Titled Dissonance, the artist’s new Los Angeles show blends performances by Roísín Berkeley and Ness Uronich, an Irish harpist and Ukrainian dancer who never met
There’s something amazingly honest about Senta Simond’s work. In both her fashion imagery and personal projects, the Swiss artist explores the bodies of her female subjects from every angle, often assuming a vantage point so close or awkward that it teeters on the edge of uncomfortable. Given her prospecting style, Simond’s portraits could easily feel intrusive, yet they somehow never do. Perhaps this is because she approaches her practice with gentle curiosity that strips away any pretence, grasping a raw sort of truth in her subjects – a vulnerability – that could only really be offered up through a mutual state of trust. “What’s most important to me is to find something honest with my pictures: some emotion,” she tells AnOther. “I need to feel a connection.”
Simond’s new exhibition Dissonance at Webber Gallery in Los Angeles, a version of which was first shown at MEP in Paris last year, sees the artist tenderly venture into experimental new terrain. Playing on the idea of musical discordance, it creates a visual and sound dialogue between two women who have never met – Irish harpist Roísín Berkeley and Ukrainian dancer Ness Uronich – whom Simond spent eight months working with separately throughout 2023. Over innumerable FaceTime calls and several trips overseas, the artist shot both women multiple times, as well as inviting them to film themselves in her specific style, resulting in a sensorially textural body of work which explores “our relationships with ourselves, others, and our environment”. Building upon the initial Paris show, this LA exhibit also features a few works from Simond’s debut book Rayon Vert, which investigates the special relationship between the artist and her female subjects.
“A lot of things happened by chance in this project,” says Simond. “I always wanted to work with a dancer and I knew I wanted to work with a musician. These people just arrived in my life at the same time.” Simond first heard Berkeley while listening to a radio show and was so struck by her music that she felt compelled to reach out to her. “She has a very specific way of playing which is almost deconstructed,” says the photographer. “She’s experimented a lot with her sound and I think it's really beautiful.” Not long after, she met Uronich in a bar in Paris through a mutual friend. “At first, I didn’t think to pair them together, but sometimes you have to try things out intuitively,” she says. “It’s weird, the moment you’re open and curious, how things fall into place.”
Entering into their respective private worlds, the show presents gestural fragments of the two artists alongside each other. “I never worked in this way before,” she says of the self-shot elements of the series. “You lose a bit of control aesthetically, but I really love the surprise of what came back.” Through a patchwork of video, sound and shots which skew perspectives and “blur the authorship” of the portraits, beautiful flashes of both women range from Uronich’s curled foot peeking out from a frayed pair of jeans to Berkeley’s long red hair tumbling over the edge of her harp as she plays. “Pairing them is not so harmonious, and I didn’t want it to be harmonious, but also in the end [the two] do kind of work together,” says Simond.
While the two women are different in many ways, Simond seems to admire both for the same reasons – a self-sprung originality to their work and youthful optimism about life. “I think they both have a very anti-conformist and unconventional way of working,” she says. “They’re the same age and are both at building moments of their careers.
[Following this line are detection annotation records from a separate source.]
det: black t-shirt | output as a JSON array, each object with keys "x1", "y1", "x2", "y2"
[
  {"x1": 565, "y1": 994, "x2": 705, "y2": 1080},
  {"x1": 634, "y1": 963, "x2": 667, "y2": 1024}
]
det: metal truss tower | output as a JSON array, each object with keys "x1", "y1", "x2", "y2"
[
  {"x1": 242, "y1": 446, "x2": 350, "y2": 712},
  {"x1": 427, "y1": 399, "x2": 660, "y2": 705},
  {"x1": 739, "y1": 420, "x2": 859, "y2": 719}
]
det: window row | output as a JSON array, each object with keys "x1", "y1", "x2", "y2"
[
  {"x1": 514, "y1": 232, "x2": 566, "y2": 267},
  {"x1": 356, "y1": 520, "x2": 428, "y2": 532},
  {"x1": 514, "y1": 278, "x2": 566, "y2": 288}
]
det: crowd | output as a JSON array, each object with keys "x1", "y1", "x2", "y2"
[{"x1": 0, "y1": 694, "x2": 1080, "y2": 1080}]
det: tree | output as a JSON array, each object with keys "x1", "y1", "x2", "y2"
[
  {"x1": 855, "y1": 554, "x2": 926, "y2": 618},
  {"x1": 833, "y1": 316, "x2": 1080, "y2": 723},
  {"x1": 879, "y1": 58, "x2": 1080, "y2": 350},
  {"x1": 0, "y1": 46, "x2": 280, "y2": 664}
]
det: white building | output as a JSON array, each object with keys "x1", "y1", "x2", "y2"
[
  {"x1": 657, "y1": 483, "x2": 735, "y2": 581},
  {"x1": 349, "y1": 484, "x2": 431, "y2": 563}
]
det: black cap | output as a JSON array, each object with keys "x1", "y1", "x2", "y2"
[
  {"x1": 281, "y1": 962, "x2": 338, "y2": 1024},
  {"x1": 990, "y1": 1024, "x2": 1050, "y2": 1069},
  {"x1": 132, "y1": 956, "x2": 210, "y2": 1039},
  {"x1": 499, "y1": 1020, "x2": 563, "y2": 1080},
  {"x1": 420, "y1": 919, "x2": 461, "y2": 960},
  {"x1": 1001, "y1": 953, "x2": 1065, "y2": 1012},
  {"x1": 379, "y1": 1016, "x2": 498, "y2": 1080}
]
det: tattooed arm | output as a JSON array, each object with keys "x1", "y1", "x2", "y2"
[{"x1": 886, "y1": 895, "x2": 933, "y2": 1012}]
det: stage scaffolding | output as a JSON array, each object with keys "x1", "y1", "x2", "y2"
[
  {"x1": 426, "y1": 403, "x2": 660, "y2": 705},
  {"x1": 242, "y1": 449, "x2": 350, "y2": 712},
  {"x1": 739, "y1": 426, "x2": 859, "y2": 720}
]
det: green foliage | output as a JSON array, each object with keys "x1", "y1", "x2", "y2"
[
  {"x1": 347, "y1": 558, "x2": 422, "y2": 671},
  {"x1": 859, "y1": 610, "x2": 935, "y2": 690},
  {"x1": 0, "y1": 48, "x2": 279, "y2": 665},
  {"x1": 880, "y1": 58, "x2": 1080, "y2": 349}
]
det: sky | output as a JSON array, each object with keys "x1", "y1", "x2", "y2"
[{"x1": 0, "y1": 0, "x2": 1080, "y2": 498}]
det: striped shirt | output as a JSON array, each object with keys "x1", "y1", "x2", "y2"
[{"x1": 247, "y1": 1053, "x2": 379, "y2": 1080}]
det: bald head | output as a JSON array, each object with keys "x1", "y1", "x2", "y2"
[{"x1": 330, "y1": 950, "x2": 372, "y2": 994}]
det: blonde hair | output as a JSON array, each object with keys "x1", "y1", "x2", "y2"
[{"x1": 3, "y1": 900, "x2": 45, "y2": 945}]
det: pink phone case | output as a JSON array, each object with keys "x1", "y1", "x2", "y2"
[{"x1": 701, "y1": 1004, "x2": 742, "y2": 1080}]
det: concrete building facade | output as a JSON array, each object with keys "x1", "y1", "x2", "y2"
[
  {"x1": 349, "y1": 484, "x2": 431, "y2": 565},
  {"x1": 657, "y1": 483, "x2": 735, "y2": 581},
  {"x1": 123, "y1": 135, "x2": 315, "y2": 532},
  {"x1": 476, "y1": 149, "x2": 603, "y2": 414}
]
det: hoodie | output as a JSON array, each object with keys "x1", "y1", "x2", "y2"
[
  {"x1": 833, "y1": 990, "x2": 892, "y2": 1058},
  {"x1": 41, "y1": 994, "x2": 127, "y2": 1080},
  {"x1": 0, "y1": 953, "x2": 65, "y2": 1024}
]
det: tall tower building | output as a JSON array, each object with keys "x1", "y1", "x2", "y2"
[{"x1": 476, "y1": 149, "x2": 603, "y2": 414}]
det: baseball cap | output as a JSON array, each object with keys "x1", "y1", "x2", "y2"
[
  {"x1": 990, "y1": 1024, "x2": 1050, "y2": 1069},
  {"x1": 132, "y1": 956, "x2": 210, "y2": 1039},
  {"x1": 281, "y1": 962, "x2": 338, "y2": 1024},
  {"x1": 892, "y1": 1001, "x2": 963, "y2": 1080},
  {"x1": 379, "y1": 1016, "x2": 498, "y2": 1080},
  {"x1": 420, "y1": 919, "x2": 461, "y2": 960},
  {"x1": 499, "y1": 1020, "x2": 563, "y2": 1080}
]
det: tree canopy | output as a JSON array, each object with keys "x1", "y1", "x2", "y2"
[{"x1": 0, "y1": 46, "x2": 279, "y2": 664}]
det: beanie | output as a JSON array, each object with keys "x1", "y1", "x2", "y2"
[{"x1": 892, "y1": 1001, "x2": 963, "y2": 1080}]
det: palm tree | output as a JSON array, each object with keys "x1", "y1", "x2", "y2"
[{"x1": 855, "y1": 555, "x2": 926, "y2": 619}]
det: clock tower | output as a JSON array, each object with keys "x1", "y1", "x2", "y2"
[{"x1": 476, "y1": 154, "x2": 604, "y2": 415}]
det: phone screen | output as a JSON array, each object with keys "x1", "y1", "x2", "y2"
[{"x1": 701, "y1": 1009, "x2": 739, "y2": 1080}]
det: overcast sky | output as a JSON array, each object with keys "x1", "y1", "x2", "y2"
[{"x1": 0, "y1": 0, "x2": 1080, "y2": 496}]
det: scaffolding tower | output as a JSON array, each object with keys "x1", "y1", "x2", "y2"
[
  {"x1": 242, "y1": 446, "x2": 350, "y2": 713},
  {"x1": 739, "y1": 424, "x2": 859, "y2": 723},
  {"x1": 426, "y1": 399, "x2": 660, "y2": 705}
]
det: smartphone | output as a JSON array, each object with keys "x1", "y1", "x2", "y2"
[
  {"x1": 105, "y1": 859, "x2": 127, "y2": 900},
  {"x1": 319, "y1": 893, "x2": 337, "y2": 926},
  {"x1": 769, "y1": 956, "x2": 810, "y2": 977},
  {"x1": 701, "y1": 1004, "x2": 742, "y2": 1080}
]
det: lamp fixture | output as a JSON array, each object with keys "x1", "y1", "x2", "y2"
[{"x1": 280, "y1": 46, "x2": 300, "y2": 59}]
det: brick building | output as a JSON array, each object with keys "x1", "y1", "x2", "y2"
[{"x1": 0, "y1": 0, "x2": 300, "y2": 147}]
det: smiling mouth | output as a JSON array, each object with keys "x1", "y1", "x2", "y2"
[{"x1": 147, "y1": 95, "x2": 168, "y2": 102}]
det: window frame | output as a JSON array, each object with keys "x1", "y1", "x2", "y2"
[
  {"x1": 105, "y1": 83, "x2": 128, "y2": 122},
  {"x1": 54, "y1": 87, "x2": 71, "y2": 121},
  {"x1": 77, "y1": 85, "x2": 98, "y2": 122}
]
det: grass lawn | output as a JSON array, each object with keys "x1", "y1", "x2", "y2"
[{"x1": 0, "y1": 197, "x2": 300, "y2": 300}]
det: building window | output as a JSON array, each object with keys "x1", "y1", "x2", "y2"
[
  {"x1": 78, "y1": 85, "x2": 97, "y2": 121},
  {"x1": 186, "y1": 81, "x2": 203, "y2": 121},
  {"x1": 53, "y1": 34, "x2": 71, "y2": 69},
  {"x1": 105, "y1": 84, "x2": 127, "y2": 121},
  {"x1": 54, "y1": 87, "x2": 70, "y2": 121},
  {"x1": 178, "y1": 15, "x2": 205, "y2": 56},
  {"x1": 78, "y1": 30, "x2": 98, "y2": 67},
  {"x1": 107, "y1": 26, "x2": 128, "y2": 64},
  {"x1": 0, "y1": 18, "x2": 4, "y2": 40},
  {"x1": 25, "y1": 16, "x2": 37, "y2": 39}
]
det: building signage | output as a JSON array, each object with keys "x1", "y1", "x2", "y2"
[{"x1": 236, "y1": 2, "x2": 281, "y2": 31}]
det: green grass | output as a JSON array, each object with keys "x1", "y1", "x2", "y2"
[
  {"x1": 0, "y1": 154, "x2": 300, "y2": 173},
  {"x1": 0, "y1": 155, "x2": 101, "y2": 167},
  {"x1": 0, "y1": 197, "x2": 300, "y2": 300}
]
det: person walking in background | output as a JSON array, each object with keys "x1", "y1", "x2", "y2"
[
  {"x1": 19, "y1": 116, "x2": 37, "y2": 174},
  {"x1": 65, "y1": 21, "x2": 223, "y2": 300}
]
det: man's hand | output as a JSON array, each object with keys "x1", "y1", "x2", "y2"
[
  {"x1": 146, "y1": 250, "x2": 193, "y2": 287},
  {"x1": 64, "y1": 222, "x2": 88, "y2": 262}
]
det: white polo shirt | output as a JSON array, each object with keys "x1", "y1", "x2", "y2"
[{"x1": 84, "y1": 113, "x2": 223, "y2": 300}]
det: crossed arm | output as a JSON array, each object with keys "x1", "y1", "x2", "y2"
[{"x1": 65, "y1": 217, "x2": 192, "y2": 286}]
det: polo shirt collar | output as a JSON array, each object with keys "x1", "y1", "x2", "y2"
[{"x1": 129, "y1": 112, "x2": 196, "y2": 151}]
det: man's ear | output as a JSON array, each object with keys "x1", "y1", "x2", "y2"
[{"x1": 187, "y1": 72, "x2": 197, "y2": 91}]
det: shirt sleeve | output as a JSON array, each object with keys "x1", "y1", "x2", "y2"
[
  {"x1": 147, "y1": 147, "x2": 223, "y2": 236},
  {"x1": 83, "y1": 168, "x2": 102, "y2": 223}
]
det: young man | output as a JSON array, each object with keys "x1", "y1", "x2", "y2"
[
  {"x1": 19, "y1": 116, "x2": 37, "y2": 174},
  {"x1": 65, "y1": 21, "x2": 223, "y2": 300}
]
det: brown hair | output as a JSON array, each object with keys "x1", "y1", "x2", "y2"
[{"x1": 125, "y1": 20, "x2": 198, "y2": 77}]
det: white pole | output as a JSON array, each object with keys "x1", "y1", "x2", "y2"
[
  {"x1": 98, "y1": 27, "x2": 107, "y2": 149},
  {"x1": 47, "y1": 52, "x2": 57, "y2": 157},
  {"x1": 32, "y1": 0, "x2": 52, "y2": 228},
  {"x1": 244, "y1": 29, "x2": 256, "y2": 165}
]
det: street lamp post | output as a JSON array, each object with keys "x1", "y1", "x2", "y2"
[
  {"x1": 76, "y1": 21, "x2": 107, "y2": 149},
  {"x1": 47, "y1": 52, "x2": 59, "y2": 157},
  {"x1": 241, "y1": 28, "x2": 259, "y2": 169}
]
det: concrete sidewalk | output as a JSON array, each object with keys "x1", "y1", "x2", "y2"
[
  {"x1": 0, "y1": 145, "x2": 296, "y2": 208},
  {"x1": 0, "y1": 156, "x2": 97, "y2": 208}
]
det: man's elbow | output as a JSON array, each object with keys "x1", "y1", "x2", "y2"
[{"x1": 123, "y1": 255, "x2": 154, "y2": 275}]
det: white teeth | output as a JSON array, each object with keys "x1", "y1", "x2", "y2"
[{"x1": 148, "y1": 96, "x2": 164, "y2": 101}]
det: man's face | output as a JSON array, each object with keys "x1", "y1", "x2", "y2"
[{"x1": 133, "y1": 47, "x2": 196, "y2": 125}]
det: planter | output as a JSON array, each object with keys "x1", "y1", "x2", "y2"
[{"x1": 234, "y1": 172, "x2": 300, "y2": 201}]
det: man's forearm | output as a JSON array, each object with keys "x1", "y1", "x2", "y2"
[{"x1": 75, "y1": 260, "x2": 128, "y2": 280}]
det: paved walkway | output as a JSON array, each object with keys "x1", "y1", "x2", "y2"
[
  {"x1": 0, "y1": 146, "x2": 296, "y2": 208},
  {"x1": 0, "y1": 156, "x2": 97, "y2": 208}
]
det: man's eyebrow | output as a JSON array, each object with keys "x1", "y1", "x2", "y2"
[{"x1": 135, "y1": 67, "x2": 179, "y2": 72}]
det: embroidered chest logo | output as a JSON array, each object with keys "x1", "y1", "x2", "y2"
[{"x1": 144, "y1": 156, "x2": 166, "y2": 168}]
What surprised me about Roisin is that she’s quite wild,“ she says of the harpist, who comes from a remote rural town called Knock on the east coast of Ireland. “Her family [practice] paganism and are really in tune with the land. They’re quite spiritual and I think she’s a little bit like that, too. It makes so much sense when you listen to her work.”
Starting out as a model in Ukraine – where she had to return from Paris to be with family amid the conflict – Uronich’s self-taught approach to dance is also totally organic. “She’s like an autodidact,” says the photographer. “She’s got so much energy and she’s so positive, even during everything happening in her country. The energy she brings is very free. It was really nice to work with her.” Amazingly, the harpist and dancer not only met for the first time at the launch event for Dissonance in Paris last year, but they also didn’t know their portraits were being intertwined in the exhibition until they arrived that evening. “They were really touched,” says Simond of the surprise reveal.
Taking on a new life in the LA space, which is filled with more natural light and bigger rooms than MEP, Simond hopes that visitors will experience an atmosphere of intimacy and connection – feelings that have been central to her practice since the publishing of her debut book in 2018, and are felt more strongly than ever in this new project. “The special thing about being a photographer is how quickly you can enter the private world of others,” she says. “I feel it’s a very atmospheric project, because of the sounds, the video, the light. I hope that visitors can really enter the work.”
Dissonance is on view at Webber Gallery Los Angeles until 13 April 2024.